+1 cycle compared to what? Do you have other option working that is only one instruction and no additional overhead?
No shader assembly language i've seen can perform per-component negation. What you described is two swizzled mov
s (one of which is with negation prefix), like
MOV result.position.xz, -vertex.position.yyww;
MOV result.position.yw, vertex.position.xxzz;
You can reduce it to one instruction by using something like vec4 n = vec4(dir.yxwz) * vec4(-1.0, 1.0, -1.0, 1.0)
. That would be like:
PARAM c[1] = { { -1, 1 } };
MUL result.position, vertex.position.yxwz, c[0].xyxy;
(in both cases i've used result.position
and vertex.position
from ARB vertex program just as example).
But, it uses extra constant register, so it is not necessarily better.

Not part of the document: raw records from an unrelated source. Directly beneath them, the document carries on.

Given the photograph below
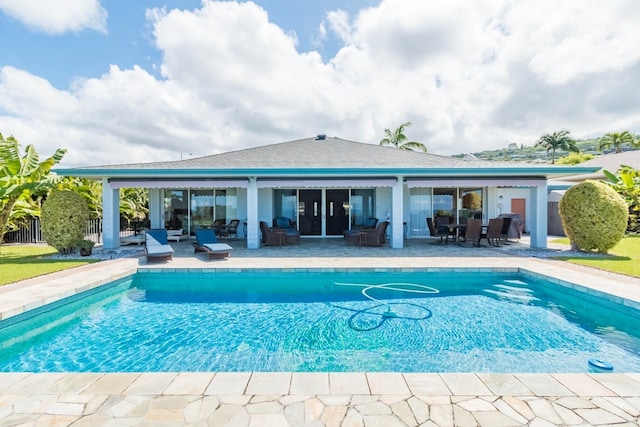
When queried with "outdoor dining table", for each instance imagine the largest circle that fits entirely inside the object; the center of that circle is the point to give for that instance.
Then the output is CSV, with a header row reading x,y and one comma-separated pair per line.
x,y
455,229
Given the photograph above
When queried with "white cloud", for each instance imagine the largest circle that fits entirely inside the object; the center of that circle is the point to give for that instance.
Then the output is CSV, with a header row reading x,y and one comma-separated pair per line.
x,y
470,76
57,16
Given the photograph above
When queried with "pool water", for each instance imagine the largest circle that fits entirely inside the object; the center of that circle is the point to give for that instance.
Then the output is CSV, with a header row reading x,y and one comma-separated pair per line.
x,y
314,321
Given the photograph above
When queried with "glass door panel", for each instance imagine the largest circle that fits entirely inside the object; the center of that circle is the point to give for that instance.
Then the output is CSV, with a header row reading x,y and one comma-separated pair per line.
x,y
310,212
362,206
285,203
176,209
202,202
419,211
337,212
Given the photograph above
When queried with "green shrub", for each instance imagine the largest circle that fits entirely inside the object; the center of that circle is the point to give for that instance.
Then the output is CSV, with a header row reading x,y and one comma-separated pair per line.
x,y
594,216
64,220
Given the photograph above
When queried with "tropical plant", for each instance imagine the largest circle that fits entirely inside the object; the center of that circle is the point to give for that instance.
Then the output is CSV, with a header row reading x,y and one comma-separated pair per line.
x,y
594,216
64,220
574,158
89,189
20,178
616,140
559,140
134,204
626,182
398,139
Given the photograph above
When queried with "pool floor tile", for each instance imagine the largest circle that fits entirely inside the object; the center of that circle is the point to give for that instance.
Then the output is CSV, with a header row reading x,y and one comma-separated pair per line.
x,y
321,398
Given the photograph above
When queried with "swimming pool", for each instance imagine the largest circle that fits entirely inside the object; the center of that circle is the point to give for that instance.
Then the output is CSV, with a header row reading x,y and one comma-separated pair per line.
x,y
316,321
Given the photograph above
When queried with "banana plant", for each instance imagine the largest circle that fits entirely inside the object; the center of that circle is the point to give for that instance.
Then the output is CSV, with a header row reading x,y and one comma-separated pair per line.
x,y
20,177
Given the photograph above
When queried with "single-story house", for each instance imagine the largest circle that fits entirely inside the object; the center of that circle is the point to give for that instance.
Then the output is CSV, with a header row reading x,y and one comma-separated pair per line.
x,y
326,185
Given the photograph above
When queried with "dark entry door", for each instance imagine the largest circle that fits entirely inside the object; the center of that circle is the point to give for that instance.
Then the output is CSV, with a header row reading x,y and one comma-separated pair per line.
x,y
337,215
310,212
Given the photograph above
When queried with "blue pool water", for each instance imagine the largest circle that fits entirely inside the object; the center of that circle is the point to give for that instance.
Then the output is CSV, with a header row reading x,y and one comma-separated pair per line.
x,y
376,321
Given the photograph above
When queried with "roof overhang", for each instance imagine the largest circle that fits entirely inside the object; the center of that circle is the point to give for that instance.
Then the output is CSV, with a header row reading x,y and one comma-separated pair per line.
x,y
467,172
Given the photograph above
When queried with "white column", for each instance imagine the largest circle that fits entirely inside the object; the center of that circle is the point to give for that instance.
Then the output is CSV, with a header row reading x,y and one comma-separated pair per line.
x,y
253,240
538,228
156,208
397,216
110,216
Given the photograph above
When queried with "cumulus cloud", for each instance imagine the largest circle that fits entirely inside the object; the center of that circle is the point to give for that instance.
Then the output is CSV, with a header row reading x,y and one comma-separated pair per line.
x,y
470,76
57,16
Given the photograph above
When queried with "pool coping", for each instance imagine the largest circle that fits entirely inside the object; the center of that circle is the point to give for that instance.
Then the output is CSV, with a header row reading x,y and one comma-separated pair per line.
x,y
262,398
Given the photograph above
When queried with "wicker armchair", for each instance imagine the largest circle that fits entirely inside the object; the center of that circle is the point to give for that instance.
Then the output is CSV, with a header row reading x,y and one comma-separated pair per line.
x,y
272,237
375,237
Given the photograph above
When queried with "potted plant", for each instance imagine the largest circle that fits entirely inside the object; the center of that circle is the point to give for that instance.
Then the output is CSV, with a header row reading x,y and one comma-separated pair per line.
x,y
85,247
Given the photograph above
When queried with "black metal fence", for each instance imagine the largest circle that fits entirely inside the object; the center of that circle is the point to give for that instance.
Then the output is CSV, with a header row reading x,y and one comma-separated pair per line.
x,y
32,232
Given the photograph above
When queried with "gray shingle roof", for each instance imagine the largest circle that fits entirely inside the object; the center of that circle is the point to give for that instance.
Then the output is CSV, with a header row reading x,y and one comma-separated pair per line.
x,y
330,153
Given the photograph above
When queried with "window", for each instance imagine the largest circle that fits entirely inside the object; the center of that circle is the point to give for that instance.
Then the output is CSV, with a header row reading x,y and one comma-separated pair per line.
x,y
419,211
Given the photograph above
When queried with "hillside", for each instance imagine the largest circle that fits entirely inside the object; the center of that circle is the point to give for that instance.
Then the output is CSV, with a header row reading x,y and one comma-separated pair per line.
x,y
535,154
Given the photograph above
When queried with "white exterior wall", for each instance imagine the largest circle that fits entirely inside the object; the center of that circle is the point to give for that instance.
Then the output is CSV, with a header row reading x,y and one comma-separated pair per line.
x,y
110,216
397,215
514,193
539,208
156,207
253,235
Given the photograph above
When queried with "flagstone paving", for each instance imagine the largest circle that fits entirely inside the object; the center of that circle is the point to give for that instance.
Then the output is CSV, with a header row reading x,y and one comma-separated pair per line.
x,y
318,399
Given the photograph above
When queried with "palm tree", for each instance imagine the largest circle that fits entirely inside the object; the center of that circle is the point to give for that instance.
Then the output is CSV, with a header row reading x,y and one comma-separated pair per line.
x,y
398,139
20,177
557,140
616,139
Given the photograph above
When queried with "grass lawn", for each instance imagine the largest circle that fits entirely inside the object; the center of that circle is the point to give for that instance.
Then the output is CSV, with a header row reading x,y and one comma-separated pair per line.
x,y
19,262
624,258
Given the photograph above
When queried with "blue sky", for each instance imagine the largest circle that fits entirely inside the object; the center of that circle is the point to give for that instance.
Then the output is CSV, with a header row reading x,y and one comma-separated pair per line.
x,y
127,41
154,79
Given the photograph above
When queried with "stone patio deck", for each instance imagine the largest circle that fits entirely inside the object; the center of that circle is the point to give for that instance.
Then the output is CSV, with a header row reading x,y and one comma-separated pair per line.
x,y
319,399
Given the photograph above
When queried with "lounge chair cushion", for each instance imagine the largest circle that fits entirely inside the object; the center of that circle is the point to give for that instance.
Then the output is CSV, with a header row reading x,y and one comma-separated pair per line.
x,y
218,247
159,250
205,235
155,247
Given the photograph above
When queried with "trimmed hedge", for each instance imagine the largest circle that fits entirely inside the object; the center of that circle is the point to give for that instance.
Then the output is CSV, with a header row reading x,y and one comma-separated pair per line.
x,y
64,220
594,216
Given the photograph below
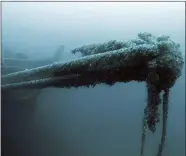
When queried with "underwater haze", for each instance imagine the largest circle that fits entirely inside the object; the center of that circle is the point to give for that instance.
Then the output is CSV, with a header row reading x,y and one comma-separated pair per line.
x,y
99,121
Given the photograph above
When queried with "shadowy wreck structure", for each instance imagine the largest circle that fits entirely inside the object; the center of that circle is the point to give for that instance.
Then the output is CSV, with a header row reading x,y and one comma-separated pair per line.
x,y
156,60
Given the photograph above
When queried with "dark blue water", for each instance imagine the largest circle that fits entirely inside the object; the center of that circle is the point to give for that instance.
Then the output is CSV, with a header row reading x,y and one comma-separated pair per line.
x,y
100,121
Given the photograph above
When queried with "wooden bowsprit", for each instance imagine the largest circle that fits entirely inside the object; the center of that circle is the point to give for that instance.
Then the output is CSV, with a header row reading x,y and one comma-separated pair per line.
x,y
155,60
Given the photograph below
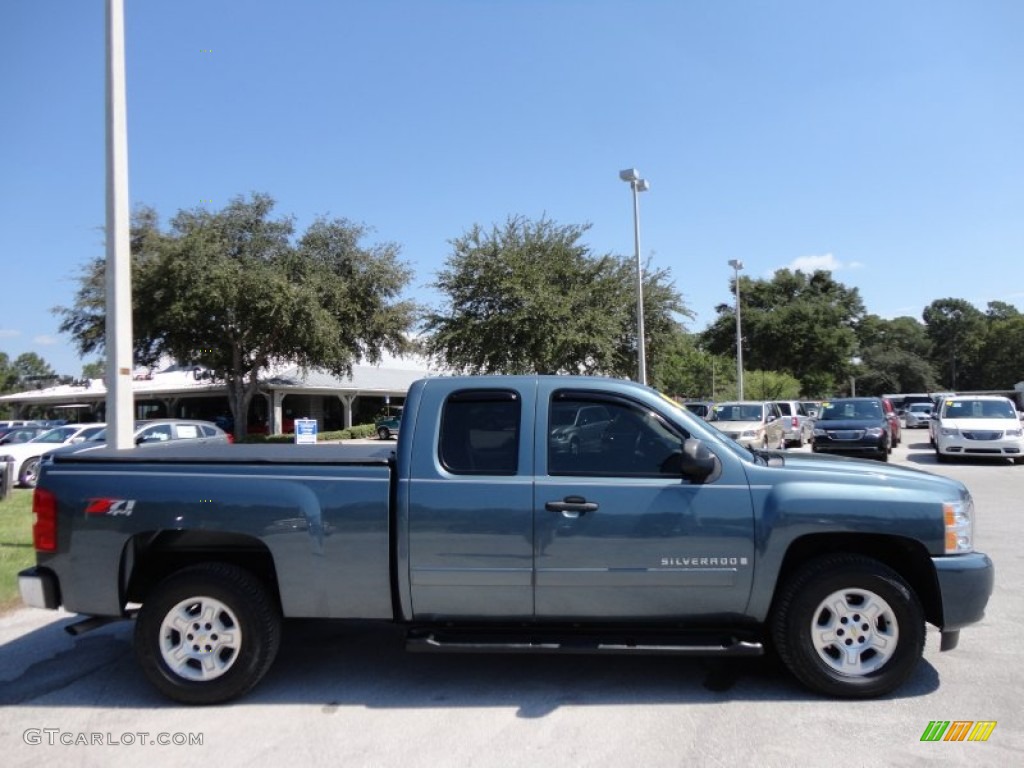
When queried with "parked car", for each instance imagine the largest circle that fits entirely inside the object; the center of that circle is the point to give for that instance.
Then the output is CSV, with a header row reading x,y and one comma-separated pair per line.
x,y
9,435
577,429
798,426
474,536
918,415
811,407
979,426
151,431
388,426
853,425
702,409
26,456
895,425
753,424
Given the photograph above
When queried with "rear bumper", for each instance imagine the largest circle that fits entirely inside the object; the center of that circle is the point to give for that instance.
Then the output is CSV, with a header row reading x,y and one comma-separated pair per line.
x,y
965,586
39,588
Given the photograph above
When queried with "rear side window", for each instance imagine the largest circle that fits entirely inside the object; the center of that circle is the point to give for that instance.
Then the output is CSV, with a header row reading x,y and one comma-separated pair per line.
x,y
480,432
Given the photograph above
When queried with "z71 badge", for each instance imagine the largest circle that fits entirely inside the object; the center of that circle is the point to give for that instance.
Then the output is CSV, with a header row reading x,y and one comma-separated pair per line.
x,y
112,507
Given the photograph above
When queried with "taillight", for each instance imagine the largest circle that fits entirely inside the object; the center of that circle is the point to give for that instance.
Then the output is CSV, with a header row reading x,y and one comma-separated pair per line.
x,y
44,525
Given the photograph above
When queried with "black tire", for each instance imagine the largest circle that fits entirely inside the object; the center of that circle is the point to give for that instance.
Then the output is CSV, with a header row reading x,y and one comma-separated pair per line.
x,y
231,649
818,627
29,474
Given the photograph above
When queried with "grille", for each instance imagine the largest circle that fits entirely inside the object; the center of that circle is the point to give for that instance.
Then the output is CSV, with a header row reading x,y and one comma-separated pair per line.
x,y
987,435
847,434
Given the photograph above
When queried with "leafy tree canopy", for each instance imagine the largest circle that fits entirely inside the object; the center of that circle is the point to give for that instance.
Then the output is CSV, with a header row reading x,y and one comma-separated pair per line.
x,y
796,323
530,297
230,290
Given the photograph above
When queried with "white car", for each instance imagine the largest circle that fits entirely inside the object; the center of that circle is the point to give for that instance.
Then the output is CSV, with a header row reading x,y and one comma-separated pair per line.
x,y
978,426
918,415
752,424
26,456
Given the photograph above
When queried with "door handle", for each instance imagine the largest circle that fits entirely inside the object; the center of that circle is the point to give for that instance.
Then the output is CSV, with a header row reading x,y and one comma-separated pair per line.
x,y
571,506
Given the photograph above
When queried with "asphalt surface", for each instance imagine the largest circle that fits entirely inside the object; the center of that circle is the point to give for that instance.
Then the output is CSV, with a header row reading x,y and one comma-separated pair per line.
x,y
345,696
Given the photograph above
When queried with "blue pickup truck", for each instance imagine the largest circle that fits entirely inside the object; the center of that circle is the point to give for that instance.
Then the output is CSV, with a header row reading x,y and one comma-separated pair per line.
x,y
480,531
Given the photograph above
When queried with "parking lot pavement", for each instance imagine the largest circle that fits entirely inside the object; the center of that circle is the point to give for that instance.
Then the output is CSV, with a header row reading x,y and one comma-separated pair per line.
x,y
351,696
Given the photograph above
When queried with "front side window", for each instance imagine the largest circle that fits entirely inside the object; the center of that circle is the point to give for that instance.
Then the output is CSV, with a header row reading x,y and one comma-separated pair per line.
x,y
630,439
480,432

Of course, both versions could be wrapped into macro.
update
I now see what you wanted to do. Something that generates code like (for latest AMD):
0 x: DOT4 R0.x, -R0.y, R1.x
y: DOT4 ____, R0.x, R1.y
z: DOT4 ____, -R0.w, R1.z
w: DOT4 ____, R0.z, R1.w
Instead you see extra MOVs. However, it isn't looks like valid code (I don't think DOT can take partially-negated arguments. Can't say more without carefully reading instructions manual), so compiler adds extra MOV (which is not necessarily results in extra cycle, by the way - depends on other instructions nearby).